I'll keep this in mind. I've heard some scary things about falling behind in school and having difficulty in noisy social situations... but it sounds like there's a lot of variation in how well people cope, and she's coping extremely well so far.
Same here though mine was probably due to an undiagnosed ear infection as an infant.
One weird instance happened about 25 years ago. I suffered a severe blow to the back of my head. My hearing in my bad ear actually came back for a while but it was like listening to a poorly tuned radio. Proper volume but full of static. After a week or so, my hearing returned back to its normal deficient state. No idea what exactly happened or why.
Oh man I hope this becomes a treatment in the next couple of years. I wonder if it’ll help treat my tinnitus too. I will pay to reduce my tinnitus , and restoring hearing would be an added bonus.
You might be referring to a quote from Paul Stamets. I am not an expert, so here's my anecdotal take on it: when I drink alcohol, my mild tinitus completely fades away. I'm highly suspecting it has something to do with lowering blood pressure. Psylocybine is also known to affect blood pressure, (both rising and lowering). Then again, so is trying to relax.

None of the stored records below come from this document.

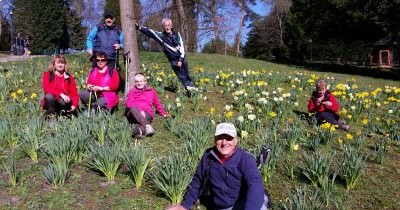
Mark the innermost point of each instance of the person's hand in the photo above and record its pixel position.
(65, 98)
(117, 46)
(176, 207)
(327, 103)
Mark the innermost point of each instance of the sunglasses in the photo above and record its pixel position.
(100, 60)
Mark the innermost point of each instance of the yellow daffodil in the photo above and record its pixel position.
(244, 134)
(14, 95)
(295, 147)
(349, 136)
(212, 110)
(229, 114)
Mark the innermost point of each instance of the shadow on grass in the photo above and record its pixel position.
(375, 72)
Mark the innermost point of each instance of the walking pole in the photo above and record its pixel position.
(116, 59)
(127, 61)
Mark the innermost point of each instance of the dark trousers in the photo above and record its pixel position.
(329, 117)
(95, 102)
(182, 73)
(54, 106)
(141, 118)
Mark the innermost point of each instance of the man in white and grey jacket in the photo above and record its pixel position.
(172, 44)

Being a micro doser myself, I have become very sceptical about the psylocybine craze lately. It's being advocated as a panacea, which it's obviously not. I know you are referring to an anecdote, but it's not far off from what I've seen being pushed by these so called 'institutions' without any substantial evidence. The quackery going on is pretty worrysome and will end up damaging the image of psylocybine yet again, imho.
Let's talk about money. How much is a reasonable total cost like this for restoration of hearing? $10k? $100k? $1 million? More? Next, what do readers think the cost will actually be?
They haven't really gotten to the point where they even know it works.
The mechanism should work if there are viable progenitor cells present (so I would expect it to be of some use in most cases of hearing loss), but they may not be able to develop this drug into a reliable treatment.
So true. My son was born with severe hearing loss, and for 5 years we have heard treatment was on the horizon.
His hearing has now declined to the point where he needs a cochlear implant, and I worry that if we do that and a treatment is eventually developed, he might not benefit from it. However, I think it would be foolish to wait. Gene therapy seems like the only hope, and I don't think there have been great developments in that area.
The failure of the prior trial was suspected, and I believe it, due to a refractory response by overdosing the inner ear with too frequent administrations of the drug, and then testing for effect too soon. I bet even those candidates of the phase IIa trial though would, if checked on now, show some improvement.
Animal research has shown that natural cochlear hair cell regeneration and resultant hearing restoration is very real, we mammals just don't have the natural cellular signaling to redifferentiate those base cells - small molecule drugs like FX322 do exactly that. I am optimistic they'll eventually find the right dosing regimen to see reliable and optimal clinical effect, and it will be a seismic advance in medicine.